As Staples works his way through the stages of grief and recovery on Golden Age, he recalls his childhood (the innocently wistful "Cheap Shades"), reflects on lost love and youth (the beautifully melancholy "Always On My Mind") and longs for the days when he was free and in love ("Times Square"). Eventually, he owns up to a mountain of regrets. "Don't be afraid of who I used to be," he pleas in the relatively propulsive "Dog Blowing A Clarinet." "I hate him too, he wasn't me." As the album closes with the heartbreaking but hopeful "Diary," Staples seems to come to an understanding that the past is past, and that the only way to free himself is to let go of everything he once believed he couldn't live without.
Staples started out making much noisier music in the mid '90s as the singer-guitarist for the Pensacola, Fla., rock band Twothirtyeight.
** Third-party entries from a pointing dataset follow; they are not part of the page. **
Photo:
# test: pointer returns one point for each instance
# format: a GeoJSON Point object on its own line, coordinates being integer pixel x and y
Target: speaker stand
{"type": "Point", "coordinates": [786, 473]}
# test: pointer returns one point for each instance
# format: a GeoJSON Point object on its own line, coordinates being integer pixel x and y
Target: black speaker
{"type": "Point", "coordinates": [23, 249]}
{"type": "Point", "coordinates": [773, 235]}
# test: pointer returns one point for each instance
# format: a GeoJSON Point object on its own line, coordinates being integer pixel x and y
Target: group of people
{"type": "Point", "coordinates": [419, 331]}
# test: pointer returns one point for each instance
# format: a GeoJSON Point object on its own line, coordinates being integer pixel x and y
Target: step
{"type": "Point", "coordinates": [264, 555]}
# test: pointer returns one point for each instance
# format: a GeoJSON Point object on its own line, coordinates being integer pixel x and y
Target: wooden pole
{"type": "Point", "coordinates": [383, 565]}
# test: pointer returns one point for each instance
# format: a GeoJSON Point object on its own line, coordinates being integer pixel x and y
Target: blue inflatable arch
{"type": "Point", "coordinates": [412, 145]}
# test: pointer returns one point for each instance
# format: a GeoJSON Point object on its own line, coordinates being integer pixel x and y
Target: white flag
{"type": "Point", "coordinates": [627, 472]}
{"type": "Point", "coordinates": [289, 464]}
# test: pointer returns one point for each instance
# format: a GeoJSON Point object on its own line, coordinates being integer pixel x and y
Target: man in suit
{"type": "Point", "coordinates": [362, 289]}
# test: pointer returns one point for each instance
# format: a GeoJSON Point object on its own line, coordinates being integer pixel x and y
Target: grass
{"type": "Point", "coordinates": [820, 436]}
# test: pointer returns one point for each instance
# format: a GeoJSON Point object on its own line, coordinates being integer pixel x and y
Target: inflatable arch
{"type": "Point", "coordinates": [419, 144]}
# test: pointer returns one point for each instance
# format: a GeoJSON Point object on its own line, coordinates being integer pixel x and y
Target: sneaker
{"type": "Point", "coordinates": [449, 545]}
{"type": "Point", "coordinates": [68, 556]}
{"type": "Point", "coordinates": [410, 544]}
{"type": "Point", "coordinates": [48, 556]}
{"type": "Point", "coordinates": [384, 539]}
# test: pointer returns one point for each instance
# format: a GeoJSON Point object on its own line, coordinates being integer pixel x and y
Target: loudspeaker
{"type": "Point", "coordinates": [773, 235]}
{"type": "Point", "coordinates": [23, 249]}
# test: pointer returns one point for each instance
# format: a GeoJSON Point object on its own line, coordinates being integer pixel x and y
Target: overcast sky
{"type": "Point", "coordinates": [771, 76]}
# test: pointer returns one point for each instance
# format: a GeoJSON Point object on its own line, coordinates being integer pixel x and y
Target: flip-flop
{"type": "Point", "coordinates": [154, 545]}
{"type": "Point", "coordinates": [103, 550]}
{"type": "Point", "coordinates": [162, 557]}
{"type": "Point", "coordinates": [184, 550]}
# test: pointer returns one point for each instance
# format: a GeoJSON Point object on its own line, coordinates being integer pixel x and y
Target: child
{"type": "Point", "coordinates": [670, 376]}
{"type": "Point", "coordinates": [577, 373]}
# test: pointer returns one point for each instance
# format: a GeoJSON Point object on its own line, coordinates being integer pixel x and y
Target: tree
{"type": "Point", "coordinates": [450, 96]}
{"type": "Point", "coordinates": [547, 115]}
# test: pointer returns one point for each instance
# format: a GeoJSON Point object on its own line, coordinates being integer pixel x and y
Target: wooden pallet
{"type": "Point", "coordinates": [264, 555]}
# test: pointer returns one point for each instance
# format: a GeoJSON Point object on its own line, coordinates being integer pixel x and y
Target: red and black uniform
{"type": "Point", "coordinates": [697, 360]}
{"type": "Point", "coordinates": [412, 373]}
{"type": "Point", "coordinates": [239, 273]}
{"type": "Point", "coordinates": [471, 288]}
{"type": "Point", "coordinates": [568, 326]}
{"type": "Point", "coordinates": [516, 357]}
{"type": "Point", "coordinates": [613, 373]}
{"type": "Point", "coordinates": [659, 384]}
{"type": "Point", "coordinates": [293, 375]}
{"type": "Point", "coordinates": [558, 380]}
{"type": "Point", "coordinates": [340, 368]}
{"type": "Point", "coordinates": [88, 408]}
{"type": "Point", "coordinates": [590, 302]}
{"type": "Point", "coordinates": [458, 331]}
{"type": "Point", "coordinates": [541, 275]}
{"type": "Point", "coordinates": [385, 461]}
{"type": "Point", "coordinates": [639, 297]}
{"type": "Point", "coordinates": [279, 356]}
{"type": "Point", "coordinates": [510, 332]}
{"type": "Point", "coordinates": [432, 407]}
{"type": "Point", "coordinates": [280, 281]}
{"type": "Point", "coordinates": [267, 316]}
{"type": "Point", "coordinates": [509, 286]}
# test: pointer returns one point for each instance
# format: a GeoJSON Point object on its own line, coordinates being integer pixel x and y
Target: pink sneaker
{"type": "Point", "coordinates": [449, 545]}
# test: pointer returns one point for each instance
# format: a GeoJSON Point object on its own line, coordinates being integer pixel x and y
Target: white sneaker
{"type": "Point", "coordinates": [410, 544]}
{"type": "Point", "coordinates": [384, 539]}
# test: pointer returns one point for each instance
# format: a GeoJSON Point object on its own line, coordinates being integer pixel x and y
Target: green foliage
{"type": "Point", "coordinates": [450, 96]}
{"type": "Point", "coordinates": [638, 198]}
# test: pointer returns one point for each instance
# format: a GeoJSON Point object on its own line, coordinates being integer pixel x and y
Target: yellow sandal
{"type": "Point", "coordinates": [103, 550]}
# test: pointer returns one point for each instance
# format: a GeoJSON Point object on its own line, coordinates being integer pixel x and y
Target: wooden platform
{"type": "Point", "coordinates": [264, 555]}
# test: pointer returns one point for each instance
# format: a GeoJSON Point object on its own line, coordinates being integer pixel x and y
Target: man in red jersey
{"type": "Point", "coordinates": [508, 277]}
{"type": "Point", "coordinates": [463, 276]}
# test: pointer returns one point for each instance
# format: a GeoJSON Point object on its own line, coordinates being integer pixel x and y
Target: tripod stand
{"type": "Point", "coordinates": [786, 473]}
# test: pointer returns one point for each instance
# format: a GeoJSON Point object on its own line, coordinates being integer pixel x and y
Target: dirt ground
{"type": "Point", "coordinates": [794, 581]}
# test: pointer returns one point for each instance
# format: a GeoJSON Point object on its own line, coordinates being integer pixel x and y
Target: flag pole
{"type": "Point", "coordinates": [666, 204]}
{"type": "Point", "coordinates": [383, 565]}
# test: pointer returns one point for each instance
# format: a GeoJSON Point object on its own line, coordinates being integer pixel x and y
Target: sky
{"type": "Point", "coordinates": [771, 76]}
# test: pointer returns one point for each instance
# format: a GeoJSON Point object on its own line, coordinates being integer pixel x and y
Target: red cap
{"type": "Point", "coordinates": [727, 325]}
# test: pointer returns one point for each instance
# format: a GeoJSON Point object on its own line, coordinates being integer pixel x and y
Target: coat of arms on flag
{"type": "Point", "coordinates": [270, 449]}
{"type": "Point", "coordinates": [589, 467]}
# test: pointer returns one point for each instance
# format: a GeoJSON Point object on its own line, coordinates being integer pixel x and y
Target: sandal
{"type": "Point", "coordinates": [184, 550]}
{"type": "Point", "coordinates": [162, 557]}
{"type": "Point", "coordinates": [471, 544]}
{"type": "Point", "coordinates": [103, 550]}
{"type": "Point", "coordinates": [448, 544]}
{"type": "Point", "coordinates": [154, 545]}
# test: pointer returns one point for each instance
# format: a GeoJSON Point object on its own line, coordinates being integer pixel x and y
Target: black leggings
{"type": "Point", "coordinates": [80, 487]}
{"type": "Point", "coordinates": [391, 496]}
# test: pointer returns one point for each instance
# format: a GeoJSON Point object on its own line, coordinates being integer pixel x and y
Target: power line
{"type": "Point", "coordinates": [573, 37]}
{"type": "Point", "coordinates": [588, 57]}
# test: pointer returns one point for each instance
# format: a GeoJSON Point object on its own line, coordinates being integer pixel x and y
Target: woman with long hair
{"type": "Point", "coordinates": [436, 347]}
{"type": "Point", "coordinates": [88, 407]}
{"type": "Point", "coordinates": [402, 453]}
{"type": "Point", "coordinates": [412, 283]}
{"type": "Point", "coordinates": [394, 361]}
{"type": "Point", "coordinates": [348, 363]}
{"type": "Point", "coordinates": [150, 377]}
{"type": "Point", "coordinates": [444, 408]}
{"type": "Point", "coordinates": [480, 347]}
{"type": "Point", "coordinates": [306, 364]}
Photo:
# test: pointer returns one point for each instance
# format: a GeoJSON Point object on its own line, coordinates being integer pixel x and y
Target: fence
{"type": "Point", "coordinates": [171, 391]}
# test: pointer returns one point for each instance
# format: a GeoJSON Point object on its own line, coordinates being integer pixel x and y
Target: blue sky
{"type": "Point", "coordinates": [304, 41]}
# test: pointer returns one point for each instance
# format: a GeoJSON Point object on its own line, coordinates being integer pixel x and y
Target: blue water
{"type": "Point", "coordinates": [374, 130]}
After the group split in 2003, he relocated to Seattle and started making more introspective acoustic music. He found his voice by writing narratives that were plainspoken and universal, with simple, disarming arrangements and delicate melodies that seemed to float on air. He also pulled back on his vocals, revealing the more fragile, arresting parts of his voice. It's an unassuming but potent mix of sounds that make the songs on Golden Age feel like close confidants.